Ünal, burada yaptığı konuşmasında: "Türkiye'de yaşanan olaylar biz yaşarken oldu. Geçmişte yapılanları unutmayalım, yeniden hatırlayalım. Türkiye'nin kısa demokrasi tarihinde halk ilk defa kendi hükümetini 1950'de seçti. 1946'da bunu denedi, fakat açık oy gizli tasnife takılınca olmadı. 1950 ile 1970 arası demokrasi tarihine askeri vesayet yılları olarak geçti. Milletin sandıkta verdiği mücadele darbe ile sonuçlandı. Bu millet hiç sesini çıkartmadı, engel olamadı. Ama 'Allah, devletime ve milletime zeval vermesin' dedi. Darbeciler, Atatürk'ün yaptığı anayasadaki 'Hâkimiyet kayıtsız şartsız milletindir' yazan o anayasayı değiştirdiler. 1961 anayasasında egemenlik millet adına anayasada belirlenen organlar eliyle kullanılır hükmünü koydular. Biz bu anayasayı değiştirmek istediğimiz zaman birileri Atatürk'ün anayasasına dokundurtmayız diyor. Bu Atatürk'ün yaptığı anayasa değil, Atatürk'ün yaptırdığı 1924'teki anayasa 1961 yılında darbeciler tarafından değiştirildi. Bunların savunduğu şeyin ne rejimle, ne Atatürk ile nede Cumhuriyet ile bir ilgisi yoktur. 1960 darbecilerinin kurduğu vesayet rejimini bunlar Atatürk'ün ismini kullanarak savunmaya çalışıyorlar" dedi.
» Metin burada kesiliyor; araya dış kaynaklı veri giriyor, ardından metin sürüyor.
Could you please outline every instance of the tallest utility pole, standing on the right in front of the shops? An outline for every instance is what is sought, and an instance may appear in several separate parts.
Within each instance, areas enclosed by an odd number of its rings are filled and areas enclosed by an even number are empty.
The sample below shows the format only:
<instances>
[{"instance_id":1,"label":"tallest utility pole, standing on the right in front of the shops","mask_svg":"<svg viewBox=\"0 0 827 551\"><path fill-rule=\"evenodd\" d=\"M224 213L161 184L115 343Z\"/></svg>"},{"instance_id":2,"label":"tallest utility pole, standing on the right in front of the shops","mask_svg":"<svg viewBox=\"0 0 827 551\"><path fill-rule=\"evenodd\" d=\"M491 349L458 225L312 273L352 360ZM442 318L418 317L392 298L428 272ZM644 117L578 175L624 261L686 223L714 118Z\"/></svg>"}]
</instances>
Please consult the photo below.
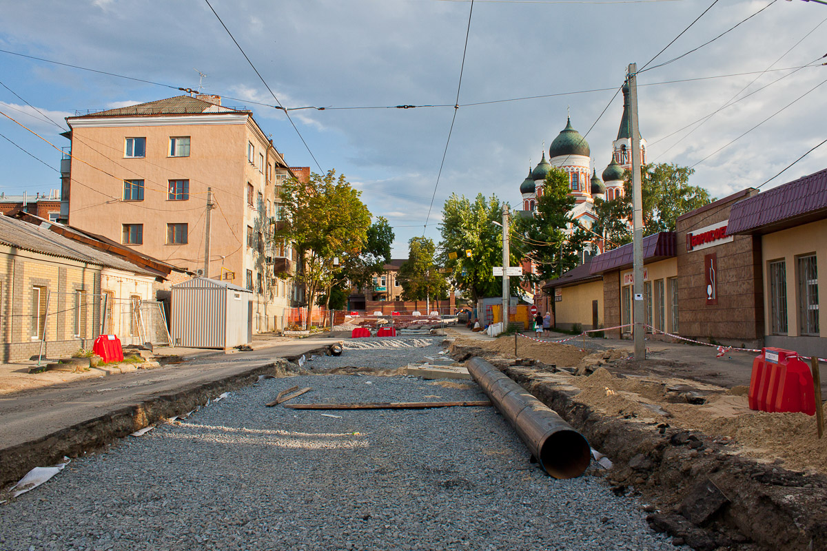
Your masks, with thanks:
<instances>
[{"instance_id":1,"label":"tallest utility pole, standing on the right in front of the shops","mask_svg":"<svg viewBox=\"0 0 827 551\"><path fill-rule=\"evenodd\" d=\"M640 184L640 133L638 132L638 64L629 64L629 122L632 131L632 225L633 225L633 331L634 359L646 359L646 315L643 310L643 194Z\"/></svg>"}]
</instances>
PARLAMENTER SİSTEM İSTİKRAR OLUŞTURMUYOR!’
Türkiye'de parlamenter sistem istikrar oluşturmadığını anlatan Ünal, "Parlamenter sistem vesayetten başka bir şey bize getirmedi. O nedenle Turgut Özal'da, Alparslan Türkeş'te, Necmettin Erbakan'da ısrarla başkanlık sistemini istedi" dedi. Ünal, "Canları istediği zaman darbe yaptılar. Canları istediği zaman milletin sandıktan çıkan iradesini hiçe saydılar, hükümeti devirdiler, canları istedi 367 diye bir şey uydurup cumhurbaşkanı seçilmesini engelleyen efendilerin yaşadığı Türkiye’yi bizde bu efendilerle birlikte yaşadık. Eğer bunu unuttuğumuzu zannediyorlarsa, 2002 yılında iktidara geldiğimizde o efendilerin ne kadar çözmediği sorun varsa o sorunların hepsini kucağımızda bulduk. FETÖ'de, PKK'da buna dâhildir. İstikrarı sağladık. Ekonomik büyümeyi sağladık. Türkiye'nin her yerine hizmetler ulaştı. Sizin bize verdiğiniz sandıktaki talimatla bunu yaptık. Biz 2004 ve 2005'te darbe girişimleri ile karşılaşmadık mı? 2007 yılında e-muhtıra yaşamadık mı? 2008 yılında parti kapatma olmadı mı? Cumhurbaşkanını seçtirmemek için 367'yi icat etmediler mi? Bir yandan bunlarla mücadele ettik. Bir yandan vatandaşa hizmet götürdük.

REJİM DEĞİŞMİYOR!’
Hamd olsun, hem şeytan taşladık, hem tavaf ettik. 2012 yılında bu sivil toplum örgütü görünümündeki yapı ilk hamlesini yaptı. Biz iktidara geldiğimiz bu sivil toplum örgütü görünümlü yapı 40 yıldan beri bu görünümde faaliyet gösteriyordu. Bunlar yargıda, emniyet ve ordudaki yapılanma ile devleti ele geçirmeye kalkıştılar, karşılarında bizi buldular. 40 yıldan beri hazırlık yapan bu yapılanmanın karşısında Recep Tayyip Erdoğan gibi sağlam bir irade olmasaydı, bu alçaklar ülkeyi ele geçirecekti. 40 yıllık hazırlık yapan bu hainlerin oyunu millet dört bir tarafta darmadağın etmiştir. Şimdi 17-25 Aralık ile 15 Temmuz'u yaşamış millet olarak vesayeti milletin iradesinin devlete yansımasını engelleyen bu sistemi değiştiriyoruz. Değiştirdiğimiz rejim değildir. Değiştirdiğimiz siyasal sistemdir. Hükümet sistemidir. Şimdi milletin karar verdiği, cumhurbaşkanının halk tarafından seçilme kararını mevcut sisteme uyumlu hale getirmek istiyoruz" diye konuştu.